Un couple de professeurs d’une université de New York met le doigt sur une très probable manipulation du prix de l’or. Au cours de la période 2001-2013, ils ont observé une curieuse tendance à la baisse du prix de l’or. Depuis 1919, le prix de l’or est en effet fixé par quelques grands acteurs deux fois par jour, une fois le matin et une fois l’après-midi. Or, lors du fixing de l’après-midi, les prix sont presque systématiquement à la baisse (alors qu’ils sont beaucoup plus irréguliers le matin). Une enquête est ouverte pour voir si ce marché de 20.000 milliards de dollars, ce qui équivaut grosso modo à 10 fois le poids de la dette de la France, n’est pas manipulé.
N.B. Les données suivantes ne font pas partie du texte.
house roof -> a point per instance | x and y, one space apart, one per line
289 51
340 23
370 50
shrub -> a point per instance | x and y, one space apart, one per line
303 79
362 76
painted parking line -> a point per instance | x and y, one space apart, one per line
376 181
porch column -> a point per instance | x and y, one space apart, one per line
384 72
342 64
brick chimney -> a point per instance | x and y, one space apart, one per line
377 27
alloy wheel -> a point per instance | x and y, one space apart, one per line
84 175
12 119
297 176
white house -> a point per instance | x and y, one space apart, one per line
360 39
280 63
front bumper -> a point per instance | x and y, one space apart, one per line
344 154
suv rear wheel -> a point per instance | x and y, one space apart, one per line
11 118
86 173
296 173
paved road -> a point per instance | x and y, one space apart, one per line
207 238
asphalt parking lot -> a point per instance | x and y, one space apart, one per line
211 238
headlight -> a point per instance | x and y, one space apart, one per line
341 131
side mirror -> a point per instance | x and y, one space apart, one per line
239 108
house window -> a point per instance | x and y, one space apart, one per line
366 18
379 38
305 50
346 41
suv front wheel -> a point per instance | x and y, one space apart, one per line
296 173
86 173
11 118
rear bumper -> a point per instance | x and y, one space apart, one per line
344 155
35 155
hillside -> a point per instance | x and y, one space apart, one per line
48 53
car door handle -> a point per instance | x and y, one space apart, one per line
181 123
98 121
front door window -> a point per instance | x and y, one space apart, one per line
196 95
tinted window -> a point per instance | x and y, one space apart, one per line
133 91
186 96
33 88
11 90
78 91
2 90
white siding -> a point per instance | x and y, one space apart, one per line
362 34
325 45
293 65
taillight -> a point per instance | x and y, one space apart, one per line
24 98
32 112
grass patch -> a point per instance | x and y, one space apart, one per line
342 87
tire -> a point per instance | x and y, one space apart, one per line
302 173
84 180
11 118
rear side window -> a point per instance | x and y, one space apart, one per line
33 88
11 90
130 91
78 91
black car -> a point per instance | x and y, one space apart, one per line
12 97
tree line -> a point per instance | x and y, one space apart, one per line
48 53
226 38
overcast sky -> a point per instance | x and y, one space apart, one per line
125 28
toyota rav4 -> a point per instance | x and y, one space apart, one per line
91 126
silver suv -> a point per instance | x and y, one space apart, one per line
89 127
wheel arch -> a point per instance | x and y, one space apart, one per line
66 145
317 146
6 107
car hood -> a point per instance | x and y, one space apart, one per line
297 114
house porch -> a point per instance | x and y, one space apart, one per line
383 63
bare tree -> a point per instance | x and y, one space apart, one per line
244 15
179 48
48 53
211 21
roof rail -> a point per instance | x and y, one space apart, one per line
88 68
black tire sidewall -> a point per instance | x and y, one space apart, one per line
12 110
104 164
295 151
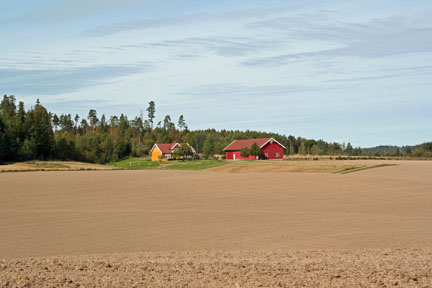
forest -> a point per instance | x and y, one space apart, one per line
40 134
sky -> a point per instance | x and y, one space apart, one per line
344 71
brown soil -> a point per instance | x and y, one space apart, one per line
52 165
300 166
200 227
312 268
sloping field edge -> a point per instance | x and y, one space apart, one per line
356 169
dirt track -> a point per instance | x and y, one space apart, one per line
79 213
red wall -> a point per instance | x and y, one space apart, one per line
270 149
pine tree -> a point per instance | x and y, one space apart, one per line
42 132
151 110
92 117
208 147
181 123
167 122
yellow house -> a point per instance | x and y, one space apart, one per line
164 152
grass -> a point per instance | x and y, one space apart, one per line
135 163
193 165
138 163
47 165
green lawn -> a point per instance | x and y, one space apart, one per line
137 163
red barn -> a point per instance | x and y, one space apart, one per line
270 148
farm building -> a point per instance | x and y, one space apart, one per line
270 148
163 151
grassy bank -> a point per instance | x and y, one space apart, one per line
138 163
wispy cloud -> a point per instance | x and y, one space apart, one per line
60 80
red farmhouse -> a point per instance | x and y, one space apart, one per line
271 149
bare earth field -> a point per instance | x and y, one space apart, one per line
218 228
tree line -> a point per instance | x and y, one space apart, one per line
37 133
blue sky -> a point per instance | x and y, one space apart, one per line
346 71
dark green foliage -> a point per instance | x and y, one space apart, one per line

2. VIRTU OU CINQ ANS DE TRADING SANS PERTE : 1.238 séances en Bourse suspectes

Spécialisée dans le trading à haute fréquence (achats et ventes de titres à grande vitesse par des algorithmes), la société Virtu se voit obligée de reporter son entrée à la Bourse de New York suite à la publication de ses comptes. Surprise, en effet : sur les cinq dernières années, soit 1.238 séances de cotation, Virtu n’a perdu de l’argent qu’une seule fois. Ce qui apparaît fort suspect, d’autant que sort au même moment Flash Boys, le dernier livre du célèbre journaliste américain Michaël Lewis. Ce dernier critique de manière virulente l’univers du trading à haute fréquence. Il est finalement question pour Virtu d’une IPO dans le courant du premier semestre 2015.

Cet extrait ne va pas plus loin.